How Hillary Clinton Is Leading Despite Iraq
by Chris Bowers, Mon Mar 26, 2007 at 04:39:26 PM EDT
- Most Democrats do not make Clinton their first choice. Despite a fifteen-year history with the Democratic electorate, Clinton is not he first choice of a majority of Democratic voters. She is strong, with just under 40% of Democrats making her their first choice for 2008, but that still means that just over 60% are either undecided, or would prefer someone else. Considering how long she has been of the most visible leaders of the Democratic Party, to me that actually shows Democrats are ready to look around and consider alternatives.
- Obama actually is making up ground. A look at the long term trends in Democratic primary polling shows that Barack Obama has erased about one-third of his deficit on Clinton since he began to be regularly included in polls about five months ago. Five months ago, he was doubled up, but now he is down by about 11-12 points. Considering how early it is in the campaign, that is a decent amount of movement. Combined, Obama and Edwards are actually slightly ahead of Clinton.
- Clinton still commands the most attention. Pew's latest national news index survey included an open-ended question on which candidate voters were hearing the most about in the news lately. Even though the survey was completed just before (3/16-3/19) the latest Drudge-Fox News generated story in the campaign, the You Tube flap, you can see from the chart I have reprinted here that Clinton is still dominates Democratic attention. Even among Republicans, Clinton is receiving the most attention. Obama is competitive, but he actually does worse among Democrats than any other group. Unless the coverage of Clinton were to take a sharply sour note, it is hard to imagine how anyone could catch her under these circumstances. Looking at these numbers also makes it clear why the candidate making up real ground on Clinton is Obama, rather than Edwards, Richardson, or anyone else. How can they catch up if no one is paying attention?
- Clinton camp blurring the lines on Iraq. Despite how, as Matt put it, Clinton "voted for the war, she's not sorry for her vote, and she will sustain a military mission in Iraq if she's elected President to protect 'vital national security interests'," the Clinton camp has taken a number of measures to blur the distinction between herself and the other major candidates on Iraq. First, even though she states during policy discussions that we should have a continued military mission in Iraq, she states during her stump speech that, if the war is still going on in 2009, she will end it. Second, she introduced legislation that is opposed to the escalation. Third, members of her campaign have begun a public attack against Obama on Iraq, arguing that his position is not really all that different from Clinton's, and never has been. With Iraq still the number one issue by far, with Obama gaining, and with no other candidate receiving consistent press attention besides Clinton and Obama, all of these steps are designed to neutralize whatever advantage Obama may have on Iraq.

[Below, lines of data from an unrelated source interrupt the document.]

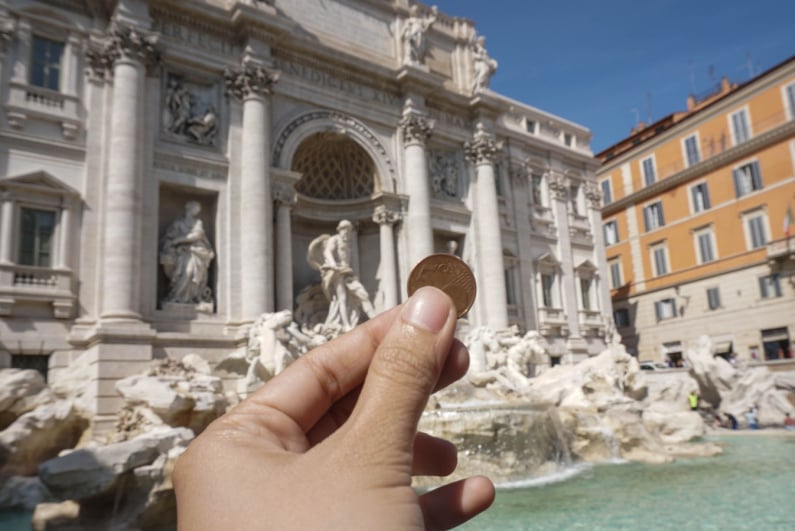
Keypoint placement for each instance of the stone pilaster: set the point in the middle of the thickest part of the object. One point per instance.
(284, 197)
(129, 51)
(6, 228)
(415, 129)
(482, 151)
(385, 219)
(252, 85)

- Obama and establishment media, allowing Clinton to brand herself as anti-war. To date, there simply has been no serious media scrutiny of Clinton's relationship to the Iraq war. She has found it easy to score anti-war headlines, for example. This is not really that surprising, since the press allowed Lieberman to claim that he wanted to end the war as well, without ever challenging him on the issue. Perhaps more worryingly, Obama has also not seriously challenged Clinton on Iraq yet, even though her campaign is trying to claim that Obama and Clinton are the same on the war. He is the only candidate receiving enough media attention for such an attack to make real waves, but generally speaking he is just not pushing back. If someone has a chance to successfully brand Clinton as pro-war, or at least plant a seed of doubt in the minds of Democrats, that person is Obama. At least so far, he isn't working toward that goal.
- Clinton, national campaign more difficult than Lieberman, statewide campaign. The Connecticut Senate primary is a useful analogue when looking at how Iraq can create movement in polling. In this regard, it is useful to note that Ned Lamont made up very little ground on Joe Lieberman until he went on the air in early May. From February 14th, 2006, until April 30th, 2006, even among Democrats Lamont hardly closed the gap on Lieberman at all, as the Quinnipiac trendline showed the race only shifting from 68-13 in favor of Lieberman to 65-19 in Lieberman's favor. Once Lamont went on the air, the numbers started moving rapidly, and by the end of the campaign Lamont won Democrats by a whopping 65-33. However, until he went ton the air, Quinnipiac was still running headlines such as "Anti-Bush, Anti-War Feeling Does Not Hurt Lieberman." Does that sound familiar to our current situation?
The rapid movement that Lamont eventually experienced among Democrats was in a state where the electorate can be numbered only in the hundreds of thousands, while the number of Democrats who would fit a national primary poll model number in the tens of millions. Further, Lieberman was far, far worse at blurring the distinctions between himself and Lamont on Iraq than Clinton has been with Obama, at least partially because Lieberman is more of a hawk than Clinton. So, even though he is making up some ground, and even if he was fighting Clinton on Iraq, the much larger pool of voters that Obama is required to move combined with the greater success of Clinton on blurring anti-war credentials, makes it more difficult for Obama to move poll numbers among Democrats than it was for Lamont.